# basic vectors help

• Jun 7th 2012, 12:55 PM
disintegration
basic vectors help
Attachment 24043

Hi there,

I'm stuck on the above question (part b). The part i'm actually stuck on is adding vector components (I think this is what it's called)

ABCD is a rectangle. I have the coordinates of A (4, -2, 3), B (2, 0, -1) and C (5.5, 5.5, 0).

To find D i'm told by the markscheme that OD = OA + BC. What does this actually mean?

I don't have anything like this in the book i've been studying from so i've no idea how to complete the question.

Thank you for any help
• Jun 7th 2012, 01:37 PM
Plato
Re: basic vectors help
Quote:

Originally Posted by disintegration
Attachment 24043

ABCD is a rectangle.
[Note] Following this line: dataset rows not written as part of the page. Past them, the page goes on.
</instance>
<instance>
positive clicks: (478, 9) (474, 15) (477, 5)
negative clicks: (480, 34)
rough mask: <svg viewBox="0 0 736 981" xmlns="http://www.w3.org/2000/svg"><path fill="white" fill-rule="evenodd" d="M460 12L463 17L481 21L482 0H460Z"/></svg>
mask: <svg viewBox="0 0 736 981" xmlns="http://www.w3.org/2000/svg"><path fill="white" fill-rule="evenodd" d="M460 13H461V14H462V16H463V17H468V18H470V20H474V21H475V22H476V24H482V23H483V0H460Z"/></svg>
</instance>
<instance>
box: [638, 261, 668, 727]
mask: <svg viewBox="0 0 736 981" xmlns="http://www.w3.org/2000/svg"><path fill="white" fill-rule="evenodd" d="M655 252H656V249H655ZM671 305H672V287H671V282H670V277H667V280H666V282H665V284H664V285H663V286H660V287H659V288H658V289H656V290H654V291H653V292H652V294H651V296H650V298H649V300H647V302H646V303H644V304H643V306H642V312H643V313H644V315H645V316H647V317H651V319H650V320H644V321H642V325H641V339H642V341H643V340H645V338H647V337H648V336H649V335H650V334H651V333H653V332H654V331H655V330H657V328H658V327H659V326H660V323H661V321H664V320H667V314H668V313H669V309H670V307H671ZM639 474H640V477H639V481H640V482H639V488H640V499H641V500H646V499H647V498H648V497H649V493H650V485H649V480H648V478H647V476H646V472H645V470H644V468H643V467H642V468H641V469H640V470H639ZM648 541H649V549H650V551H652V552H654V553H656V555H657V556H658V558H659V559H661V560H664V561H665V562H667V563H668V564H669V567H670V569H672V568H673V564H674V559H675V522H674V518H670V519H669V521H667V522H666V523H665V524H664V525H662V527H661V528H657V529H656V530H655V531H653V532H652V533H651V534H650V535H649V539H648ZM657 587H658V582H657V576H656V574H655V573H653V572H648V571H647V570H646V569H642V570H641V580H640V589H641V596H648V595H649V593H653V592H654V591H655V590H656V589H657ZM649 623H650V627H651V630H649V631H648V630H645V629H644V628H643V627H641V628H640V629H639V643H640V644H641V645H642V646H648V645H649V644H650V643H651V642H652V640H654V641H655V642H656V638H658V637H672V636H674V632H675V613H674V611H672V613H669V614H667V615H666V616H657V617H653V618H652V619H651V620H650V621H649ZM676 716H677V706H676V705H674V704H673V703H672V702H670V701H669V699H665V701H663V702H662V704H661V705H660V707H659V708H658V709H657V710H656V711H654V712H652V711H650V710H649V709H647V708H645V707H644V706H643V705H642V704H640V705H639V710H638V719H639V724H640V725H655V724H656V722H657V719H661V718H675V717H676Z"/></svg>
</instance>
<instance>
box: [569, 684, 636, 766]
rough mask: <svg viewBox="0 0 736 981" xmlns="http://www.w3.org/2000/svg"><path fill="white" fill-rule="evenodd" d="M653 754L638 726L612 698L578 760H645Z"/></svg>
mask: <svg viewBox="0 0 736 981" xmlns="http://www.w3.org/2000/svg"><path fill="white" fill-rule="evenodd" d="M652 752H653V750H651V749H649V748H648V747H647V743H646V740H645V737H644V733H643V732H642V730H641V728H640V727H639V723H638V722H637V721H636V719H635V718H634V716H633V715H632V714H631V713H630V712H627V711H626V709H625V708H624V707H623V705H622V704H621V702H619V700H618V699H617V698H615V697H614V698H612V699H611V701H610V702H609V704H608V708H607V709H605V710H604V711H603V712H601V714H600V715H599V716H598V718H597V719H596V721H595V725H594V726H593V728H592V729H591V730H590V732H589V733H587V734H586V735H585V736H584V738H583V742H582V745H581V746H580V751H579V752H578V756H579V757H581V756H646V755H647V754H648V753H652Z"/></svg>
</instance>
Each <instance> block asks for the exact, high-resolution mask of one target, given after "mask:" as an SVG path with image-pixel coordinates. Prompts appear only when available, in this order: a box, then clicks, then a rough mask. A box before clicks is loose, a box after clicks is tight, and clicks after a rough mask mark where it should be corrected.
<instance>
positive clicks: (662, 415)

I have the coordinates of A (4, -2, 3), B (2, 0, -1) and C (5.5, 5.5, 0).

To find D i'm told by the markscheme that OD = OA + BC. What does this actually mean?

You can find $D=C+(A-B).$
• Jun 7th 2012, 01:44 PM
HallsofIvy
Re: basic vectors help
What I would do is this: find the equation of the plane, containing B, perpendicular to the vector AB. Determine where the line l crosses that plane. That will be the point "C". After that, it should be easy.
• Jun 8th 2012, 05:12 AM
disintegration
Re: basic vectors help
Quote:

Originally Posted by Plato
You can find $D=C+(A-B).$

This is the thing, I don't understand these basics or why that will give the coordinates of D. Is there anywhere I can learn this stuff?
• Jun 8th 2012, 05:24 AM
Plato
Re: basic vectors help
Quote:

Originally Posted by disintegration
This is the thing, I don't understand these basics or why that will give the coordinates of D. Is there anywhere I can learn this stuff?

It is basic geometry. Opposite sides of a rectangle are parallel and have the same length.
In case of vectors this means $\overrightarrow {BA} = \overrightarrow {CD}$.
$A-B$ gives us $\overrightarrow {BA}$ this we get $D$ by $C+(B-A)$.